Ce dernier a été arrêté à l’issue d’une enquête du Module des produits de la criminalité du Service de police de la Ville de Montréal (SPVM) et accusé d’avoir comploté pour l’importation de 1200 kg de cocaïne. En perquisitionnant dans des immeubles appartenant à l’accusé, les policiers n’ont pas retrouvé que les deux sculptures du photographe. Une véritable caverne d’Ali Baba les attendait. 

Les limiers ont mis la main sur une trentaine de tableaux et d’œuvres d’art volés, dans certains cas près de 30 ans auparavant. 

Parmi les peintures, on retrouvait un tableau du peintre canadien Tom Thomson valant 1 million de dollars, un Cornelius Krieghoff peint au milieu du XIXe siècle, ainsi que des Marc-Aurèle Fortin, Alfred Pellan, Paul-Émile Borduas et autres. Parmi les œuvres d’art se trouvait notamment un bronze de Salvador Dalí.
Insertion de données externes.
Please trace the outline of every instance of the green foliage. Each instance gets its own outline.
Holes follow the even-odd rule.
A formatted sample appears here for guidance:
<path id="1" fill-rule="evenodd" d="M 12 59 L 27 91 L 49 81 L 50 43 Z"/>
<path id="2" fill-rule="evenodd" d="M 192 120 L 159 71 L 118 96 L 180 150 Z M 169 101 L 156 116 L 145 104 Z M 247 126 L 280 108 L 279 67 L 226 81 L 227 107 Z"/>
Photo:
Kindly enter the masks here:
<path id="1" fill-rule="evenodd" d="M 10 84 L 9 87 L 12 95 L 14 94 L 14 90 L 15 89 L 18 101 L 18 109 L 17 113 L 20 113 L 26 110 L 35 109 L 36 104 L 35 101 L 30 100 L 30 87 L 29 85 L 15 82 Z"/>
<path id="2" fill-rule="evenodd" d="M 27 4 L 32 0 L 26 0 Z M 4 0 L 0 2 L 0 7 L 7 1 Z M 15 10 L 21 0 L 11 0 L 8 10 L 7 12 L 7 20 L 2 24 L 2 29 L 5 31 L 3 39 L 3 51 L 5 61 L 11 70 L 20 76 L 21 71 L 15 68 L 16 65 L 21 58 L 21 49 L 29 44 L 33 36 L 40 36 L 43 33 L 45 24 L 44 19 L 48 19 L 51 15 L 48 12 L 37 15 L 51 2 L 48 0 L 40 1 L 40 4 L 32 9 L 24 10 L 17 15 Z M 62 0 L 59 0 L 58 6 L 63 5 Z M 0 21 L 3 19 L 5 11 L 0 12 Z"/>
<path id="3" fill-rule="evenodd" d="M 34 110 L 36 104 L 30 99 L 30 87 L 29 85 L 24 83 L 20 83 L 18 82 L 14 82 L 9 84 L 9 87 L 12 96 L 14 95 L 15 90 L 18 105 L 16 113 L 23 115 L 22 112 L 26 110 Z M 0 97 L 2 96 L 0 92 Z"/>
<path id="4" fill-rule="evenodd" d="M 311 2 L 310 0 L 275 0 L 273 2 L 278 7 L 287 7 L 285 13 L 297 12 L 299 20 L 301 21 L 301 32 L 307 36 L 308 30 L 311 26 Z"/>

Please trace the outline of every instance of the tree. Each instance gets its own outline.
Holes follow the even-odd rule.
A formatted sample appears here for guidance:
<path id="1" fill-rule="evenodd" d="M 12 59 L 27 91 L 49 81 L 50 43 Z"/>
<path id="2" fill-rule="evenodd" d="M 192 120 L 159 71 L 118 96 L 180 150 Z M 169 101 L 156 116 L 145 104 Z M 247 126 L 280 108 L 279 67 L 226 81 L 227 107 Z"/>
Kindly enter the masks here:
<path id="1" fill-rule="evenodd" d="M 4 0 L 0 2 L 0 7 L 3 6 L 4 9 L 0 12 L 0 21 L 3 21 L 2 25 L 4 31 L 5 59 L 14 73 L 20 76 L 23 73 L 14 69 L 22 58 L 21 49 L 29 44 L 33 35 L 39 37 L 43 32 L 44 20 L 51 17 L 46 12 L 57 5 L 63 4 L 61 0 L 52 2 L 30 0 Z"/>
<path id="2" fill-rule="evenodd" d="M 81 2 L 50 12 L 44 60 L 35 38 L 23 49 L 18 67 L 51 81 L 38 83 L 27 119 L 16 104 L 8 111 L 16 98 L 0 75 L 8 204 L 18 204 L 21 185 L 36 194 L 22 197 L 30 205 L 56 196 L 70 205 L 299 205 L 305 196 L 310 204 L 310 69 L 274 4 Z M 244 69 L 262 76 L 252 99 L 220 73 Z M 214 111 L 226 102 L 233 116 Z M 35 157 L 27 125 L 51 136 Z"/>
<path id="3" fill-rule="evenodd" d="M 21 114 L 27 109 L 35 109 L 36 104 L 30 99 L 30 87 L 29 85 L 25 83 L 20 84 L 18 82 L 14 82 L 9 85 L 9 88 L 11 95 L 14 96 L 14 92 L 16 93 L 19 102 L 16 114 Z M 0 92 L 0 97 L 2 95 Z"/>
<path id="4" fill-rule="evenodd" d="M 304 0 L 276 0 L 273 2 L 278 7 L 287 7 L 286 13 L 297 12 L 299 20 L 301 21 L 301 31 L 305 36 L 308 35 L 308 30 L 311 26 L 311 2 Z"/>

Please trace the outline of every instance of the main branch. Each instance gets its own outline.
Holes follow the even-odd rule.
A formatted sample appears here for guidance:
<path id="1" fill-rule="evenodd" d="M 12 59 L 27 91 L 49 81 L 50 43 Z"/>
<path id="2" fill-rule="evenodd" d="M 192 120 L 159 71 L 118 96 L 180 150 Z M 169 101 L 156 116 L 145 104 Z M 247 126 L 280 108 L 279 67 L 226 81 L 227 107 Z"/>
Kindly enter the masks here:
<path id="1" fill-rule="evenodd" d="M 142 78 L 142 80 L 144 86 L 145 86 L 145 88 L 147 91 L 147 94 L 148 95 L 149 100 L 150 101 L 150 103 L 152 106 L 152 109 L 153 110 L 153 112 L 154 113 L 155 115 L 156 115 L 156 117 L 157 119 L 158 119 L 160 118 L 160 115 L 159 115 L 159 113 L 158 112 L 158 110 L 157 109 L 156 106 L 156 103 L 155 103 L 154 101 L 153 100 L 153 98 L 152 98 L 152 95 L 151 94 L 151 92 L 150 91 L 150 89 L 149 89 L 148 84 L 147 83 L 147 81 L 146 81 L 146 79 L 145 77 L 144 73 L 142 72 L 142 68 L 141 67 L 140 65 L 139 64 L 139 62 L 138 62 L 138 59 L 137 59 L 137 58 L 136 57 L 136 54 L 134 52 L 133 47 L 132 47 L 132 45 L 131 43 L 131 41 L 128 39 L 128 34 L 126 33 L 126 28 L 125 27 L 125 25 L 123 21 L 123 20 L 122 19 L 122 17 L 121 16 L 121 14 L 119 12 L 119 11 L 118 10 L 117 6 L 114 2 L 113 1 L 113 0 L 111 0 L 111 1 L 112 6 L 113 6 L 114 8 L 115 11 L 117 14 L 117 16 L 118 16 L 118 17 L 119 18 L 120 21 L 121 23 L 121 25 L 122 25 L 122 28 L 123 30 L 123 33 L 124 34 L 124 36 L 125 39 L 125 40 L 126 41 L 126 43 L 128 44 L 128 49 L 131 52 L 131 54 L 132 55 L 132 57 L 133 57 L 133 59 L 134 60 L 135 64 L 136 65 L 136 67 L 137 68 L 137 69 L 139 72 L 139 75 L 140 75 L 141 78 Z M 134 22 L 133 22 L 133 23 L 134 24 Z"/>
Selon Alain Lacoursière, ancien policier expert des œuvres d’art, durant les années 80 et 90, des individus liés au crime organisé achetaient beaucoup de tableaux volés ou autres pour posséder une valeur autre que l’argent qui pourrait servir de monnaie d’échange dans le milieu criminel. 

Varin a été condamné à 10 ans de pénitencier. Durant le processus judiciaire, les enquêteurs ont amorcé un méticuleux travail de recherche pour retrouver les propriétaires légitimes des œuvres trouvées chez lui. Elles avaient été dérobées chez des particuliers, dans des galeries ou même des musées. Dans plusieurs cas, le propriétaire a été indemnisé par sa compagnie d’assurances, à qui doit maintenant revenir le bien retrouvé.

Démontrer la propriété

En vertu d’une entente entre la poursuite et la défense, certaines œuvres ont été redonnées à Varin, mais en contrepartie, ce dernier a accepté que les biens dont les anciens propriétaires avaient été retracés soient redonnés à ceux-ci. Jusqu’à maintenant, deux audiences ont été consacrées à la remise de ces biens.

PHOTO FOURNIE PAR BIBLIOTHÈQUE ET ARCHIVES CANADA

La peinture Habitant en traîneau, de Krieghoff

C’est ainsi que la peinture Habitant en traîneau de Krieghoff, valant 40 000 $, a été redonnée à Bibliothèque et Archives Canada. Les tableaux Port de Montréal de Marc-Aurèle Fortin (6000 $) et The Golden Valley Near Melbourne, Eastern Townships de F.S. Coburn (19 500 $) ont été remis à une compagnie d’assurances. La peinture Victoria Basin de Robert Pilot (8875 $) a été restituée à une galerie d’art de Montréal.

PHOTO DÉPOSÉE DANS LE DOSSIER DE COUR

La peinture Victoria Basin, de Robert Pilot, réclamée durant les procédures de Bruno Varin

C’est durant l’une de ces audiences, jeudi dernier au palais de justice de Montréal, que le photographe a dû témoigner brièvement pour prouver qu’il était propriétaire des deux bronzes, dans le but de les récupérer. Le juge Thierry Nadon, de la Cour du Québec, a accepté qu’elles lui soient remises, mais l’octogénaire les recevra dans quelques semaines seulement.

Je vais le croire quand je vais le voir, mais vous savez, après toutes ces années, ça ne change pas grand-chose dans ma vie. Je suis un peu détaché

Le photographe, qui préfère ne pas être identifié, à propos d’œuvres d’art qu’il tente de récupérer

Le sort de certaines œuvres n’est toutefois toujours pas réglé. Et pas nécessairement les moindres. C’est le cas du tableau Rocks, Birches and Sunlight, réalisé vers 1916 par Tom Thomson, proche du Groupe des Sept. La peinture a été subtilisée en juillet 1988 au Musée d’art de Joliette et vaudrait aujourd’hui 1 million, selon les documents judiciaires ; elle sera vraisemblablement remise aux assureurs Lloyd’s de Londres.

PHOTO TIRÉE DU SITE DE TOM THOMSON

La peinture Rocks, Birches and Sunlight, de Tom Thomson

Les œuvres qui n’auront pas été restituées ni à Varin ni à leur ancien propriétaire ou à une compagnie d’assurances seront confisquées par l’État. La suite le 13 novembre. 

Depuis le début des procédures, des immeubles et quatre terrains de Bruno Varin, d’une valeur de près de 2 millions, ont été confisqués aux profits du Procureur général du Québec.